L'Esprit Éditorial
Le Berger et ses brebis : des Psaumes à Jean 10 · Semaine 3 : Personne ne les ravira de ma main

Tenus dans une main qui ne lâche pas

« Je leur donne la vie éternelle; et elles ne périront jamais, et personne ne les ravira de ma main. »
Jean 10:28

Après avoir donné sa vie, le Berger fait une promesse d'une hardiesse presque scandaleuse : Je leur donne la vie éternelle; et elles ne périront jamais, et personne ne les ravira de ma main.(Jean 10:28). Le verbe grec, harpazō, désigne un arrachement violent, le geste de saisir de force pour emporter. Jésus ne garantit pas à ses brebis qu'elles ne verront ni loup ni tempête ; il garantit que rien ni personne ne pourra les arracher de sa main. La sécurité du chrétien ne vient pas de l'absence de dangers, mais de la fermeté de la prise. Ce qui nous tient, ce ne sont pas nos doigts crispés sur le Berger, ce sont les siens, refermés sur nous.

Voilà le passage vers lequel tout ce parcours avançait : celui de la crainte à la confiance. La brebis inquiète mesure sa sécurité à la force de sa propre poigne, et elle a de bonnes raisons de trembler, car cette poigne se fatigue. La brebis apaisée, elle, a compris que c'est la main du Berger qui la retient, et cette main-là ne faiblit pas. Reprends la promesse : Je leur donne la vie éternelle; et elles ne périront jamais, et personne ne les ravira de ma main.(Jean 10:28). La négation de Jésus est ici sans reste : pas un « sans doute », pas un « à condition de tenir bon », mais un jamais. La vie éternelle qu'il donne n'a rien d'un prêt qu'on pourrait révoquer ; c'est un don, et le propre du don de Dieu, c'est qu'il ne le reprend pas.

Écartons tout de suite un contresens. Cette promesse n'autorise aucune nonchalance, comme si, tenus de force, nous n'avions plus rien à vivre. Une brebis certaine d'être gardée ne s'endort pas au bord du ravin ; elle broute en paix, elle écoute la voix, elle avance. Savoir qu'on est tenu ne rend pas paresseux, cela rend libre. Délivrés de la peur de tomber, nous pouvons enfin marcher droit, non plus pour être sauvés, mais parce que nous le sommes déjà. La grâce ne rend jamais indifférent ; elle attache le cœur à Celui qui a tant donné.

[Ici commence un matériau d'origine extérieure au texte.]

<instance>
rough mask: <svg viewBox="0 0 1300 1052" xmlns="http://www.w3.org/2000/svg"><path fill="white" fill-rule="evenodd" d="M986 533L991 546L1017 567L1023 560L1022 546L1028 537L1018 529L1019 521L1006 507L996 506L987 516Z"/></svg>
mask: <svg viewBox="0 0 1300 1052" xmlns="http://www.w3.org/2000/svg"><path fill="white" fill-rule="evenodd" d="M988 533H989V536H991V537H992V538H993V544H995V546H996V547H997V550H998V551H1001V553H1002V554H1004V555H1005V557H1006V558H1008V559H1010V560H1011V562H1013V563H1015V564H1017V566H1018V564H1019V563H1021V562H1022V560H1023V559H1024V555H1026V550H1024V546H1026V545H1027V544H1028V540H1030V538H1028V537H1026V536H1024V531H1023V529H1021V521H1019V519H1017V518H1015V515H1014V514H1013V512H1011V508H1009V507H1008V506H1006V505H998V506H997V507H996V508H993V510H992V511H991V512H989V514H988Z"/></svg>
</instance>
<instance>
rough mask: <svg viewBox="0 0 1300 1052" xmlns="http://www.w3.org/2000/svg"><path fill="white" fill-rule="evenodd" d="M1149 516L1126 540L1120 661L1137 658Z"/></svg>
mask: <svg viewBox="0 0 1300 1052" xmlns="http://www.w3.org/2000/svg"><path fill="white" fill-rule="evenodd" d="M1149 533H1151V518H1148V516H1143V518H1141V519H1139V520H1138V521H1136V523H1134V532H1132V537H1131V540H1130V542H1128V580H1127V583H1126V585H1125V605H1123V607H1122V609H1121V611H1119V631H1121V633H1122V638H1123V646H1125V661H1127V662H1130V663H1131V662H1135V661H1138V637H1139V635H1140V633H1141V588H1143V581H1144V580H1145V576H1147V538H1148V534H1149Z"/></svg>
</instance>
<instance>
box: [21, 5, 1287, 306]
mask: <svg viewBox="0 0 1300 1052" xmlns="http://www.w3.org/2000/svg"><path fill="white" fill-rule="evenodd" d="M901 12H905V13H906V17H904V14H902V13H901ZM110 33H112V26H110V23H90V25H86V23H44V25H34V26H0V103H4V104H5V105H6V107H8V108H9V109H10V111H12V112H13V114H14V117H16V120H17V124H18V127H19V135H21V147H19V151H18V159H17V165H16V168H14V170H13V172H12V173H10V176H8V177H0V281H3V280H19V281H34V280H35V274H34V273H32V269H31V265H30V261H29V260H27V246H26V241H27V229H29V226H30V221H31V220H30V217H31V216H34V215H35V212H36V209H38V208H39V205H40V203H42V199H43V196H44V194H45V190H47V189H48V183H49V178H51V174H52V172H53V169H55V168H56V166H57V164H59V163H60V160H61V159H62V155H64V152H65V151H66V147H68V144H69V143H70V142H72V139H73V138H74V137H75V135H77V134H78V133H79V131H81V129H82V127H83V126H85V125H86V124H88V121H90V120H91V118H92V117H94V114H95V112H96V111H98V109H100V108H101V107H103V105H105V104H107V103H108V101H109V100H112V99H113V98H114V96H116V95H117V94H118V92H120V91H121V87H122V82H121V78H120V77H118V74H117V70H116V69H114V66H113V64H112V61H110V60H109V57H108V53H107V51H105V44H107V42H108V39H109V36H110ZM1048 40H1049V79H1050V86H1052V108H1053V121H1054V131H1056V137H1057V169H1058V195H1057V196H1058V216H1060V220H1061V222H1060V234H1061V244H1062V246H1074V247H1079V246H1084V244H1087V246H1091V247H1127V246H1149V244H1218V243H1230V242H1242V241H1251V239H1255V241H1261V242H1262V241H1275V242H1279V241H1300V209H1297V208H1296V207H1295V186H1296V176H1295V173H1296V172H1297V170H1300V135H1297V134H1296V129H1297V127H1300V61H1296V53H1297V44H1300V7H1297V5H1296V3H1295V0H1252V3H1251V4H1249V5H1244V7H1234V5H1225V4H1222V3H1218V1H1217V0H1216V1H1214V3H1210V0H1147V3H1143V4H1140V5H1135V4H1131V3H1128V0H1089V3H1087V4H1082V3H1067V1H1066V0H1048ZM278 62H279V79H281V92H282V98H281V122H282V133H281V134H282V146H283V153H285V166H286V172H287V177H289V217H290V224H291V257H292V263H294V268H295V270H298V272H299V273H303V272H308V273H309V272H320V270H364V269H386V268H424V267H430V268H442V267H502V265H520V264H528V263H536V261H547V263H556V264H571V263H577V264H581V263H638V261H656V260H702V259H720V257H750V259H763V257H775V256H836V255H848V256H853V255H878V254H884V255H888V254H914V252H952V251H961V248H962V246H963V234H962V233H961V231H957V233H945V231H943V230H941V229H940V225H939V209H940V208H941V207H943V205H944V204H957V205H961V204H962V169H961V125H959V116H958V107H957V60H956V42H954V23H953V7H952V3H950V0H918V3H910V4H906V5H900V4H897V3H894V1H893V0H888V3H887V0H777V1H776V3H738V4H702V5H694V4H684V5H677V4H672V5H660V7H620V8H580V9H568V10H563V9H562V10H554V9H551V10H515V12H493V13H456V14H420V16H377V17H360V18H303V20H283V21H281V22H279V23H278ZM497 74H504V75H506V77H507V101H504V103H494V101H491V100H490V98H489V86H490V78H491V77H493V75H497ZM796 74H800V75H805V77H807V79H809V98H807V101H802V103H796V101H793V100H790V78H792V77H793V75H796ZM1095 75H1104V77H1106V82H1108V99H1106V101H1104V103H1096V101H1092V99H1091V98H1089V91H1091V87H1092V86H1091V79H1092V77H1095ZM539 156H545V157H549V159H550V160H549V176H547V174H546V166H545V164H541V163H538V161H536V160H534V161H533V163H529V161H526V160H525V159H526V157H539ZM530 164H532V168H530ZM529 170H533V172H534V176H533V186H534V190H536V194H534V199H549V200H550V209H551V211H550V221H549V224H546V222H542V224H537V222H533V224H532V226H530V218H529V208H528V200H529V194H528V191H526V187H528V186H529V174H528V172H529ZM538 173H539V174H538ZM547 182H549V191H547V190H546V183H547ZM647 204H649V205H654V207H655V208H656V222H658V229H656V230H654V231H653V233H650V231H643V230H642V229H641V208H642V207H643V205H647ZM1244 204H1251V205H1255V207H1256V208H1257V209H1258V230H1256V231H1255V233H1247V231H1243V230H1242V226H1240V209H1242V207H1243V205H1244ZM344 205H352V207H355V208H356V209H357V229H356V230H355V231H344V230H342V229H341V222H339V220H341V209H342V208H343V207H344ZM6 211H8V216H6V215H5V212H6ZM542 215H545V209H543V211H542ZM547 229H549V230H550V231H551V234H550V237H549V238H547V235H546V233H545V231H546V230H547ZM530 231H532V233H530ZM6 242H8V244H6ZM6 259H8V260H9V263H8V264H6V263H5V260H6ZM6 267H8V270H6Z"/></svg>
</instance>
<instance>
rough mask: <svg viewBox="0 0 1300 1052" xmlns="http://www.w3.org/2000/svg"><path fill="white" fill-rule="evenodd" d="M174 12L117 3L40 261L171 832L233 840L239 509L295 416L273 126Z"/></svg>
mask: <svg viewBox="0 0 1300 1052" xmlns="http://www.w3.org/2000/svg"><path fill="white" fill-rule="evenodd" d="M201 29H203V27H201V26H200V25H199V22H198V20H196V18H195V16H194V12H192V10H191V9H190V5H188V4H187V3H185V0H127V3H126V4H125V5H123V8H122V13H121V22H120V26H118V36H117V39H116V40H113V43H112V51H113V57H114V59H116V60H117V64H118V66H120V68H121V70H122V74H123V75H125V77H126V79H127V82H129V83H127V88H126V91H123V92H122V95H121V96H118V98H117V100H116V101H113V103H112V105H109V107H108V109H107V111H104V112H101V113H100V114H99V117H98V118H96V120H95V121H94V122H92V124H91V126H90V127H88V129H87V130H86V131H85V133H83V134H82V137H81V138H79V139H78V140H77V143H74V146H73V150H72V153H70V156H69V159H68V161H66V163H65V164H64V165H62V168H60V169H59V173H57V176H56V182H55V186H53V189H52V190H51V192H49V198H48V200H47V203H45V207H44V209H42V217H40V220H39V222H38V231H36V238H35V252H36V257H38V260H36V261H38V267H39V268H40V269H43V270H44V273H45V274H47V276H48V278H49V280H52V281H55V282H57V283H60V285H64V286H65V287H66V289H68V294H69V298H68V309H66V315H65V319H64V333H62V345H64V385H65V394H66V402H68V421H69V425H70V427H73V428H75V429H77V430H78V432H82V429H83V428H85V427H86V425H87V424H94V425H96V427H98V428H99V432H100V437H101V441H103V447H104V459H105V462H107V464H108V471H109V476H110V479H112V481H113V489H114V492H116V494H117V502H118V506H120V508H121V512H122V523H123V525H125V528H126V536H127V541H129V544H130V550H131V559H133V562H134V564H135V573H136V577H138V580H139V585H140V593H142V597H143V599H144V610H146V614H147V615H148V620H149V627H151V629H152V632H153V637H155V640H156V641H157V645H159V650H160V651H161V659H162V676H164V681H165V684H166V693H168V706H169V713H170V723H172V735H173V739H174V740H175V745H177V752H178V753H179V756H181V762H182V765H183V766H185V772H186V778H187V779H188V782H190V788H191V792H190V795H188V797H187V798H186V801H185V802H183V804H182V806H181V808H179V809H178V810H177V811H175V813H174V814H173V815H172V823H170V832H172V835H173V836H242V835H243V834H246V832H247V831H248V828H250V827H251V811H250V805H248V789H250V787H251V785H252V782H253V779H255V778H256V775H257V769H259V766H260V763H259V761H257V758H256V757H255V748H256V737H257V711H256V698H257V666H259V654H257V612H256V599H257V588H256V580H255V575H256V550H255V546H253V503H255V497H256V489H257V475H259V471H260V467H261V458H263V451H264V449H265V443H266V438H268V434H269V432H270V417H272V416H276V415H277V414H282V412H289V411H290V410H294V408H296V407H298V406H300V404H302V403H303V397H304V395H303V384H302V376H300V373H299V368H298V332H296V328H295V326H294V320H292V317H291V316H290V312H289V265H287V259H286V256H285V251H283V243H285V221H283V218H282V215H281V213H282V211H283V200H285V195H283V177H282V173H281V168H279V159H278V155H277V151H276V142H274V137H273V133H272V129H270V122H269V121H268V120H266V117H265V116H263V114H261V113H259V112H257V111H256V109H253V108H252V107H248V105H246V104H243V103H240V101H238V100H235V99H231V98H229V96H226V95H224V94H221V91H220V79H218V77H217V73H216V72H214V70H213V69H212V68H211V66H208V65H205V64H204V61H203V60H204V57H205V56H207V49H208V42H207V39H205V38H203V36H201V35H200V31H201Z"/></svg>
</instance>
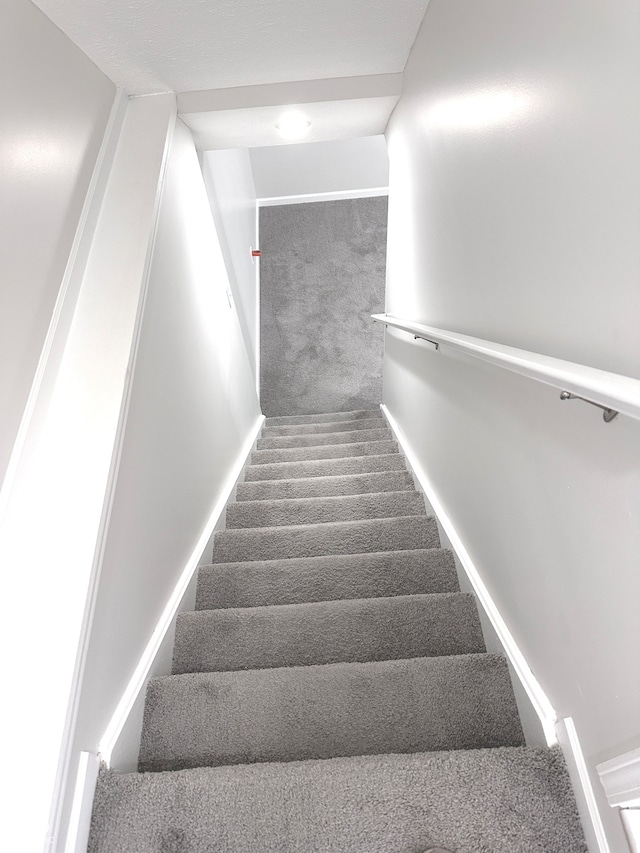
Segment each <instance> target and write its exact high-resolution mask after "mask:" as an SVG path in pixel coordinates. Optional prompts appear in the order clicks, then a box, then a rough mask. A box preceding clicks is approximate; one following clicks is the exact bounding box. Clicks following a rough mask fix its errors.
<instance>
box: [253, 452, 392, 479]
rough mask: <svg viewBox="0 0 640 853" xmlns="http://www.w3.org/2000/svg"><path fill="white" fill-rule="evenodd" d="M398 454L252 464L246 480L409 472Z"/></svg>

Cette parole console surtout ceux qui se jugent trop faibles pour tenir. À eux, Jésus ne dit pas : tiens bon et tu seras sauvé. Il dit : je te tiens, et tu ne périras jamais. Notre salut ne dépend pas de la constance de notre saisie ; il dépend de la fidélité de la sienne. Voilà le Berger que David confessait de loin et que Jean nous montre de tout près : lui qui a donné sa vie, qui donne la vie éternelle, et dont la main ne se desserre pas. De la crainte à la confiance, tout le chemin tient dans ces quelques vérités.

Cette semaine, laisse cette phrase répondre à ta plus vieille peur : Je leur donne la vie éternelle; et elles ne périront jamais, et personne ne les ravira de ma main.(Jean 10:28). Nomme devant Dieu ce qui te fait craindre de tomber : un échec, un péché qui revient, un doute. Puis remets-le à sa juste place. Ce qui te tient, ce n'est pas ta main, c'est la sienne. Et traverse cette journée en brebis gardée, non plus en brebis traquée.

Prière

Bon Berger, ta main m'a saisi et ne me lâche pas. Quand je crains de tomber, rappelle-moi que ma sécurité est dans ta prise et non dans la mienne. Délivre-moi de la peur pour que je marche en paix, non pour gagner ce que tu m'as déjà donné, mais pour suivre ta voix avec joie. À toi seul la gloire. Amen.